Quando os poemas não são recitados pelo narrador, estes que são maioria na obra, eles são atribuídos a outros personagens, como já lembramos a respeito daqueles ditos por Eumolpo. Schmeling (2011, p.XL) aponta outros, como os recitados por Quartila (18.6), Enotea (134.12) e por um cinaedus (23.3). Schmeling (2011, p.XL) destaca o único poema recitado por Agamenon, e diz que este se torna muito importante para a narrativa, pois conecta com a prosa precedente a ele; sobre suas características formais, o estudioso aponta que esse poema é composto por duas partes, em diferentes medidas poéticas (coliambos e hexâmetros) e que estão claramente conectados. Sobre os poemas proferidos por Eumolpo, Schmeling (2011, p.XLI) diz serem mais complexos do que os outros poemas da obra, e consequentemente os mais longos, como já havíamos comentado. Eumolpo é um personagem importante para a narrativa poética do Satyricon, pois funciona como um poeta profissional e faz diversas declarações, principalmente em seu ensaio poético mais ambicioso o Bellum

Civile. Para Schmeling, Eumolpo é construído como “um poeta compulsivo que não pode

desistir daquilo que acredita ser sua vocação, embora já há muito tenha percebido que não oferece benefícios práticos121” (SCHMELING, 2011, p.XLI). Os dois poemas mais extensos de Eumolpo fazem clara referência a outros poetas, assim como destaca Schmeling (2011, p.XLII): o poema da “Tomada de Troia” é vista como paródia da tragédia de Sêneca, pois se assemelha aos relatos de “mensageiros” comuns na tragédia, já o poema da “Guerra Civil” faz referência indireta a Lucano, ao dizer que o épico histórico não pode dispensar a maquinaria mitológica tradicional.

Finalmente, outro importante personagem da narrativa petroniana que é retratado compondo poesias, é Trimalquião. Schmeling (2011, p.XLIII) lembra que curiosamente nem todos os poemas feitos por Trimalquião são recitados em seu Banquete, mas apenas alguns que são proferidos pelo próprio personagem e que são suficientes para demonstrar como este é um poeta ruim. Sobre o conteúdo dos poemas desse personagem, o estudioso assinala dois deles: “os dois “epigramas” em 34.10 e 55.3 contêm toda a “filosofia” muito lugar-comum do autor: o prazer - especialmente comida e bebida - é o único remédio contra a morte e o infortúnio122” (SCHMELING, 2011, p.XLIII).

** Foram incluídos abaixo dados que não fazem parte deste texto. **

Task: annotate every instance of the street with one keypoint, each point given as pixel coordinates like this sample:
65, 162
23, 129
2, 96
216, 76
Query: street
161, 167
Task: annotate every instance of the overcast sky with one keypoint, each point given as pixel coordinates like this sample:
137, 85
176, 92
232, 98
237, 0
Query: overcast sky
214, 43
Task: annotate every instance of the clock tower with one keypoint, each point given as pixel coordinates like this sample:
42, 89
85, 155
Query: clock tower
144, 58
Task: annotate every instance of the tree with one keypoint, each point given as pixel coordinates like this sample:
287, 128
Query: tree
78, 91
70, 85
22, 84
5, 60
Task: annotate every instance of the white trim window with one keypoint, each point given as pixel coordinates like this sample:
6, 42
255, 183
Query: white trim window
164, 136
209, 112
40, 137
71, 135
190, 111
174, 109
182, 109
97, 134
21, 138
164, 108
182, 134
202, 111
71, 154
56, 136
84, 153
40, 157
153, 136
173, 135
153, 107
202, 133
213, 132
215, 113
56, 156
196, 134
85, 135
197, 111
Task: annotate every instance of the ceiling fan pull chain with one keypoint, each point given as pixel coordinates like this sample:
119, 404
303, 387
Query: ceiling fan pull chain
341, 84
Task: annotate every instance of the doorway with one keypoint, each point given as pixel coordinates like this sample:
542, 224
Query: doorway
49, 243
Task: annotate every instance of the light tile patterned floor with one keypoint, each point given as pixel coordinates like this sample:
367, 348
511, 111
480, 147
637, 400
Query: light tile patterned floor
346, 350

121 “A compulsive poet who cannot give up what he bilieves to be his calling, even though he has long since realized that it offers no practical benefits” (SCHMELING, 2011, p.xli).

122 “The two ‘epigrams’ at 34.10 e 55.3 contain the whole, very commonplace ‘philosophy’ of the author: enjoyment - especially food and drink - is the only remedy against death and misfortune” (SCHMELING, 2011, p.xliii).

Diante de todos esses dados sobre a construção poemática específica do Satyricon e as técnicas utilizadas por Petrônio na criação de seus poemas, verificamos como esta característica da mescla entre prosa e verso na obra petroniana é importante para entendê-la em sua unidade e, portanto, trata-se de uma elaboração muito particular e complexa que vai além da tradição menipeia, revelando mais um traço inovador desse autor da antiguidade.